Miss Bala, 2011. Gerardo Naranjo, Mexico.
Miss Bala, Mexican filmmaker Gerardo Naranjo’s follow-up to I’m Gonna Explode, 2008’s smart homage to the nouvelle vague, is a film that certainly packs the proverbial bang. And a literal one too. This time around Naranjo channels a Hollywood influence in an alarming yet massively entertaining work. Miss Bala centres around the character of Laura Guerrero, an aspiring beauty queen from the poor side of the tracks. Through circumstance she becomes involved with a local crime gang, and is placed in the precarious position of aiding the group in order to protect her family.
While the above synopsis might sound like the typical “in-too-deep” scenario, the success of Miss Bala comes from its execution. One gets a sense that things might be different with Naranjo’s film early on, with a masterfully directed siege sequence shot in a nightclub. As our protagonist readies herself in a public bathroom we see a barrage of foot soldiers sleek their way in to the night club, in a sequence which combines Horror movie aesthetics with traditional action cinema tropes. The word palpable is a horrible one to fall back on, but the atmosphere here truly is palpable! The intensity of the scene is almost crippling, the sense of dread and unknowing almost overwhelming, and this really sets the tone for the movie from that point forward. For such a predictable tale to be told in such an unstable manner really is very impressive.

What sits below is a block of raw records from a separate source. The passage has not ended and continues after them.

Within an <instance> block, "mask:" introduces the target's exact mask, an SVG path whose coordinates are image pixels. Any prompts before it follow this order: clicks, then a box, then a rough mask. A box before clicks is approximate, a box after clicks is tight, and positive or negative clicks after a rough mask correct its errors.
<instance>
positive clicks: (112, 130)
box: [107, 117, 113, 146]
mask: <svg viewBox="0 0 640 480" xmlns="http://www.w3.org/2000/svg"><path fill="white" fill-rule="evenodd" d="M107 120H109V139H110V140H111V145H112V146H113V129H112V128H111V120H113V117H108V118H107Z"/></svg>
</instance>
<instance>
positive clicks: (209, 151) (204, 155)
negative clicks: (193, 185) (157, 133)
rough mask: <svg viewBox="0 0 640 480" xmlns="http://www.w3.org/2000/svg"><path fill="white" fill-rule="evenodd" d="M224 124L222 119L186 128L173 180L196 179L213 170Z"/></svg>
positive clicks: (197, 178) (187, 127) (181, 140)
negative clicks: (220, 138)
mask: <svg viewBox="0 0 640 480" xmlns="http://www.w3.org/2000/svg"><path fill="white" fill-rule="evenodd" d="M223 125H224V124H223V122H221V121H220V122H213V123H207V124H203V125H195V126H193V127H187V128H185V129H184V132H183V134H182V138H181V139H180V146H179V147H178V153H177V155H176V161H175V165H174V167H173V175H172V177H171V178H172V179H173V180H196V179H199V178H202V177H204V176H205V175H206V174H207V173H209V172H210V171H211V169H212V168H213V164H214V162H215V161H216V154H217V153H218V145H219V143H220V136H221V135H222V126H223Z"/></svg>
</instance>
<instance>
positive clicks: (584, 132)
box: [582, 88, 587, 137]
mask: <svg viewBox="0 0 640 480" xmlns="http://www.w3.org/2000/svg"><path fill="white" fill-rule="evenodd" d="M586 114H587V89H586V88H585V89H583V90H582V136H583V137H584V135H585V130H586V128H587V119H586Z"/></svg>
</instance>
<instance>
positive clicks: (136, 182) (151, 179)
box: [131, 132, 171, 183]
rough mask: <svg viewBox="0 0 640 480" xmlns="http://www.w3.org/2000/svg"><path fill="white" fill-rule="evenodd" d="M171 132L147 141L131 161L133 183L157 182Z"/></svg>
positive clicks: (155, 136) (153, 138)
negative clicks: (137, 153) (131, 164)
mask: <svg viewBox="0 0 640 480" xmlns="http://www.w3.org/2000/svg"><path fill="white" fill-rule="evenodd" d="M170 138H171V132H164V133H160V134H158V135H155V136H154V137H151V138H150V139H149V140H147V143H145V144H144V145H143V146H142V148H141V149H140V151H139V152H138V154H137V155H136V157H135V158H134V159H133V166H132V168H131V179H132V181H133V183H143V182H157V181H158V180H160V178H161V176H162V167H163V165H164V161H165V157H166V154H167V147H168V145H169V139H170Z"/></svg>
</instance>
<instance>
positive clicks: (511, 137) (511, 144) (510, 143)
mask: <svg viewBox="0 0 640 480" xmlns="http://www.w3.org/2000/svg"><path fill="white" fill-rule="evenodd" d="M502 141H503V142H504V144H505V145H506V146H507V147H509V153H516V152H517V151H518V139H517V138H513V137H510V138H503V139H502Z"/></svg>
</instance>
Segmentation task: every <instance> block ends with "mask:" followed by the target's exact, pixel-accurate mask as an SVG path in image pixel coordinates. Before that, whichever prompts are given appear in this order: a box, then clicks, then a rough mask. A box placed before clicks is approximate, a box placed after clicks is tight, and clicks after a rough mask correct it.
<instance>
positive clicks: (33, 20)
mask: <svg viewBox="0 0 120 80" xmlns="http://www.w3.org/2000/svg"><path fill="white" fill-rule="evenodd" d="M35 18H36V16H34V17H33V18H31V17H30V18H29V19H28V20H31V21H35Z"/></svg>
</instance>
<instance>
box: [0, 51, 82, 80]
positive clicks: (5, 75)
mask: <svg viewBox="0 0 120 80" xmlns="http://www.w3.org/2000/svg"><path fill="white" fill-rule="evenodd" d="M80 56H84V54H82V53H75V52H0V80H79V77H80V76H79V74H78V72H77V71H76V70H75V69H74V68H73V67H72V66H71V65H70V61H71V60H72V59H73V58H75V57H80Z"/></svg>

Our upcoming look at Steve McQueen’s Shame takes a diversion with a tangent on the long take, and while both films employ the technique in very different ways, both are equally impressive. While McQueen’s film relies upon the honesty and frailty afforded by the long shot, Naranjo’s movie pushes the confines of the action movie frame to its limits by utilising breathless and overt editing. Recalling the work of fellow Mexican filmmaker Alfonso Cuaron, and the groundbreaking developments in camerawork made on his Children Of Men, Naranjo practically redefines the Hollywood shoot-out, with one of the finest and most memorable gun battles this side of Michael Mann’s Miami Vice . Yet its not merely the action sequences that benefit from the directors masterly use of the long take. An early sequence set within the confines of a police car is wholly defined by its pacing. Were it not for the very specific tone set by the lack of cuts the slow realisation faced by our protagonist simply wouldn’t work on an audience indoctrinated by the very specific rules of Hollywood story telling. As with Children Of Men, Miss Bala is punctuated by pops of (contextually) extreme violence, sputtered out like bullets from a machine gun. Again, an uncertain edge prevails.
Performance wise it probably won’t surprise many to find that the film rests upon the shoulders of its titular character. Stephanie Sigman is a relative newcomer to the big screen, but is a strong presence and does a fine job at carrying the movie. The nature of the direction dictates that the protagonist blends in to the story wholly, as the film is clearly about a figure engulfed by a situation, and while this is hardly Bressonian levels of actors as models, Sigman and Naranjo do a good job of not overwhelming matters by not focussing too heavily on the actor as star, with Sigman acting as a recalling beacon for the viewers attention in the wake of the films overt action sequences. We do get a very clear feeling throughout that Laura Guerrero is quite simply an ordinary person caught up in a really bad situation.
Miss Bala goes wide at the end of this month, and bears all of the hallmarks of the sort of art house film that crosses over to the mainstream. Lacking the macho bravado and misogyny of the Luc Besson factory, and structured around a wonderfully subversive arch, Miss Bala is a truly remarkable piece of world cinema.